Maintenant, qu’en est-il de l’ensemble ? Certes, ça joue "terrible", avec beaucoup d’enthousiasme, une mise en place impeccable, et chaque intervenant a son moment de gloire. Et Biréli a aussi certainement ré-écouté ses vieux vinyls de Weather Report et des Yellowjackets pour s’en inspirer. Mais reconnaissons que le jazz rock ici proposé est tout de même très daté années 80... Alors certes, un DJ a été convoqué pour l’occasion afin d’apporter à cette musique une touche plus actuelle ; mais Afro Cut Nanga semble malheureusement un peu perdu au milieu de ces virtuoses, et ses interventions pluôt hasardeuses (quand elles ne sont pas carrément lourdes) n’amènent finalement qu’une fausse modernité à l’album. Ce son un peu vieillot (quelle lourderie des synthés dont aucun pitch ne nous est épargné...!) serait-il du au répertoire quasiment entièrement emprunté aux deux disques Blue Note de Biréli des années 80 Inferno (1987) et Foreign Affairs (1988)...?

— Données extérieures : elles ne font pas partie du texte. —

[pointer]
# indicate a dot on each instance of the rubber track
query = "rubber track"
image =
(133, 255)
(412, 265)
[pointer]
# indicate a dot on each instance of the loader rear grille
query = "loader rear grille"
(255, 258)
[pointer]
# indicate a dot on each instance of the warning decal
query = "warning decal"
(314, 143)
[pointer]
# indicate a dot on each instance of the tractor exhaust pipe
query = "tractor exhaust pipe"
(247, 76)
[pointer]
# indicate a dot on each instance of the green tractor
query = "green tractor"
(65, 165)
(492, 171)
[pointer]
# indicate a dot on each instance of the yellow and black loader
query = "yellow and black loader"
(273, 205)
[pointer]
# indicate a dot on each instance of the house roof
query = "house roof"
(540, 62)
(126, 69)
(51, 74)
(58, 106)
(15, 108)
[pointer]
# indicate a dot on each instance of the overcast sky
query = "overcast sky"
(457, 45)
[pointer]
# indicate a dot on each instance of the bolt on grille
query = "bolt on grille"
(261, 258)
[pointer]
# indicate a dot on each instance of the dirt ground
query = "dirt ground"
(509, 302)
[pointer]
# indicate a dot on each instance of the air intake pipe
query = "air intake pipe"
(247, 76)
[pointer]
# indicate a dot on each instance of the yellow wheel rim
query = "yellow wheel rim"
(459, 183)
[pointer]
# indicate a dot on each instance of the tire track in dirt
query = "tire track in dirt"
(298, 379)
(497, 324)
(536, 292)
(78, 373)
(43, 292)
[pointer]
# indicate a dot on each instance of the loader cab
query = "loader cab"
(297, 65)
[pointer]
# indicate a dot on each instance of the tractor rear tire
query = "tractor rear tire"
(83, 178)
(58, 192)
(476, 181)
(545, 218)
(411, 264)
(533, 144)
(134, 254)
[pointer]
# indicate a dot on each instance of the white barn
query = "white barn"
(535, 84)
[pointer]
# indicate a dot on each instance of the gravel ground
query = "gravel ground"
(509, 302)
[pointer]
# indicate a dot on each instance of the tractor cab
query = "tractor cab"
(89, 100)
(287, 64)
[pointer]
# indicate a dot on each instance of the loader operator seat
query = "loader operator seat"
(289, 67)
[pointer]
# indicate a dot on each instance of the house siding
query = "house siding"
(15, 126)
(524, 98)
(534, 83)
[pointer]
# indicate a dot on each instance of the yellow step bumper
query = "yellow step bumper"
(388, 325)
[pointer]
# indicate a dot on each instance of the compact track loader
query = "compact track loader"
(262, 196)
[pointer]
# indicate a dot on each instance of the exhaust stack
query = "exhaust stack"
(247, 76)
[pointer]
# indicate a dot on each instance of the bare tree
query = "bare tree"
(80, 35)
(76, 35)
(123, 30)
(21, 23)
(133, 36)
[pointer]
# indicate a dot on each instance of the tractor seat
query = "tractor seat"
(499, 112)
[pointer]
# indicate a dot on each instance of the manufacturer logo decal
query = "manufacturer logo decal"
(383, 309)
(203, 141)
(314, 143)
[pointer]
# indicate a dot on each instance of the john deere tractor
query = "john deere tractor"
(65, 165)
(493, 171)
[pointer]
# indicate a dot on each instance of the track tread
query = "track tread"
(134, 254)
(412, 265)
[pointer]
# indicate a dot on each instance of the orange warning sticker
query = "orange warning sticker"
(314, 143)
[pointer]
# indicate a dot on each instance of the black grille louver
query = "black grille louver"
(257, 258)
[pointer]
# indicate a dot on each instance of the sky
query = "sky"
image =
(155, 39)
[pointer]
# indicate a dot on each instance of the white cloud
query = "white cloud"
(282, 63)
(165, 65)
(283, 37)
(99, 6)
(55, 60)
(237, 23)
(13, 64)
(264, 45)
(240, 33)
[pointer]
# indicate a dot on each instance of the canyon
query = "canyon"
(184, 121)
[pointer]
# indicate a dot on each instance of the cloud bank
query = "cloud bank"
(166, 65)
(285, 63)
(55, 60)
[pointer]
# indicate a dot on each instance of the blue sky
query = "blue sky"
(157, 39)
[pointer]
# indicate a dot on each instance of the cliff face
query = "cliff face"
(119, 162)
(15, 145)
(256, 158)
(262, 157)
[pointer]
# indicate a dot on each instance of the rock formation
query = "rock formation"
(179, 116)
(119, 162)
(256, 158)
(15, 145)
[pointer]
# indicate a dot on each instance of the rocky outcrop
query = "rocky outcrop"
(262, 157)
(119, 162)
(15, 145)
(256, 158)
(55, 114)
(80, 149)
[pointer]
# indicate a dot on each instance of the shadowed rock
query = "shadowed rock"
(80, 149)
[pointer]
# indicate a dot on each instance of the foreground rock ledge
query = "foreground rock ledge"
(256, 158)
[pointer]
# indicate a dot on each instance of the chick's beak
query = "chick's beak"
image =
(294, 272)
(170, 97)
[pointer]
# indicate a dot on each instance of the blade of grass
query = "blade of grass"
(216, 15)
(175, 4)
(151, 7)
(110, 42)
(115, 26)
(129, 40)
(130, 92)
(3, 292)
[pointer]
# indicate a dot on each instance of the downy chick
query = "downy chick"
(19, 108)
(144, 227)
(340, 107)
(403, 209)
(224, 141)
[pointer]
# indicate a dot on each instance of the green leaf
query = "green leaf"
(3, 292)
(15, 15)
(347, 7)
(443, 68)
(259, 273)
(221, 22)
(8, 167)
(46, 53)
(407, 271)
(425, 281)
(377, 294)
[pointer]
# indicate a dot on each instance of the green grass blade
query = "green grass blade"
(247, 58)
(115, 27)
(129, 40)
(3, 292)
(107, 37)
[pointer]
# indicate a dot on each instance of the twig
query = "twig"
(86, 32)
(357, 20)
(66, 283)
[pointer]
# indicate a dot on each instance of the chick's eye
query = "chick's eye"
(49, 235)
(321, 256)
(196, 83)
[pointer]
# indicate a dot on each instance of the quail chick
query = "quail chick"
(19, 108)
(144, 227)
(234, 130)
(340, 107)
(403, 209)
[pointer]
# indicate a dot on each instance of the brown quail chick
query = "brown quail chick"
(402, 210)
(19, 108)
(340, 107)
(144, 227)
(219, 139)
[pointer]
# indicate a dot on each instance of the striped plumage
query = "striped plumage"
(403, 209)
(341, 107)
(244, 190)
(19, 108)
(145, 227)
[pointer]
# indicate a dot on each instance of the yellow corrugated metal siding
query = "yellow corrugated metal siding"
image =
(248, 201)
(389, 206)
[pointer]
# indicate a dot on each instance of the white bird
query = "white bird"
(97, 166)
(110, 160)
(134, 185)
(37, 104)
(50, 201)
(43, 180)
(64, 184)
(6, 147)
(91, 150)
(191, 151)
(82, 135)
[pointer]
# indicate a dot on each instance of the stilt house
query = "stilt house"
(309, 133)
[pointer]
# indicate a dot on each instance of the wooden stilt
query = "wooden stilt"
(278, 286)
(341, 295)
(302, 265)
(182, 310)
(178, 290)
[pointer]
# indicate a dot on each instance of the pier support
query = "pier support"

Ceci étant dit, même si on attendait mieux des nouvelles noces électriques de Biréli Lagrène, ses interventions guitaristiques restent toujours de grande qualité : impressionnant de feeling et de technique, très musical (étonnamment "bensonien" sur Hips house), c’est un réel plaisir de retrouver le guitariste dans un registre trop longtemps abandonné ou il excelle et à l’évidence exulte de plaisir... Mais en attendant un nouvel album électrique plus convainquant de notre Biréli adoré, on vous conseillera plutôt dans le genre le dernier Yellowjackets avec Mike Stern en guest !
1. Hips (B. Lagrène) 5’40
2. Incertitude (B. Reinhardt) 4’55
3. Thimothée (B. Lagrène) 9’21
4. Jack Rabbit (H. Hancock) 2’33
5. Clair obscur (Hadrien Féraud) 4’37
6. Foreign affairs (B. Lagrène/Koono) 8’06
7. Josef (B. Lagrène) 7’12
8. Berga (B. Lagrène) 7’41
9. Hips house (B. Lagrène) 7’48
Enregistré de 9 au 12 janvier 2008 au studio Sextant (Malakoff). Biréli joue sur une archtop Stephan Hahl et sur une Strat Fender.